Over the last few months, USDCAD implied and realised vol comments had dripped lower, but lately, vol has been realising higher than implied. Given Canada’s large oil exports CAD will be exposed to global economic recovery and a recovery in oil demand. Though we expect to see a recovery, this will not be not straight forward, as evidenced by countries having had to unwind certain unlock measures with local lockdowns which will stagger the path for recovery. We expect to see USDCAD spot over the longer-term move further down gradually as the Global Macroeconomy recovers though expect shorter-term volatility and as such favour slight long vol/gamma positions on this pair right now.
USDCAD Trade Idea
- Priced in 10m USD notional
- Buy 6-month KI Put option with strike 1.3400 and KI Barrier 1.3700 for circa 75k USD Premium (For reference vanilla equivalent cost being circa 110k USD premium)
- Sell 6-month Put option with strike 1.3100 fir circa 49k USD premium
- Total premium cost circa 26k USD
Charts and Tables
JPM Global FX Volatility Index
The index broke below key support but has held above 7.50. The indicators are positive and the MACD diff is in positive territory but lacks conviction. The market has failed to confirm the strong stochastics by not breaking above key resistance at 7.63. The repeated reaffirmation of resistance and failure to confirm the bullish engulfing candle suggests we could see the index soften towards 7 in the near term. On the upside, the index needs to take out the band of resistance at 7.63 – 7.65 in order to improve upside conviction. The longer term resistance level stands at 8.02. We anticipate prices to remain on trend and soften in the near term after failing to gain conviction on the upside.
The pair has weakened in recent months after USD strength caused a test of appetite above 1.4600. Trend resistance has held strong in recent months prompting tests of support around 1.33, incidentally this level has held firm and a descending triangle has been formed. In rejection of trend resistance has prompted a correction to the downside as stochastics continue to fall. The MACD diff is negative and starting to diverge suggesting lower prices in the near term. The most recent candle is an inverted hammer which does suggest improving buying pressure, to confirm this, futures need to breach trend resistance. However, to confirm the correction on the downside futures need to break below the 200 DMA and then target 1.35.
The dollar index has remained on trend in the last week, as resistance at the 200 DMA and 50 DMA has held firm keeping the index on the back foot.
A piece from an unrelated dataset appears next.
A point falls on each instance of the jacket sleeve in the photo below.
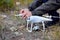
(50, 5)
(35, 4)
The stochastics are in negative territory but are starting to show signs of bottoming out, a buy signal could trigger a test of resistance at the 50 and 200 DMA. A break of this level could prompt a breakout towards 98. However, selling pressure has been strong and rallies sold into suggesting lack of appetite for higher prices. A break of support at 95.648 would confirm the sell off and could trigger further losses towards 95.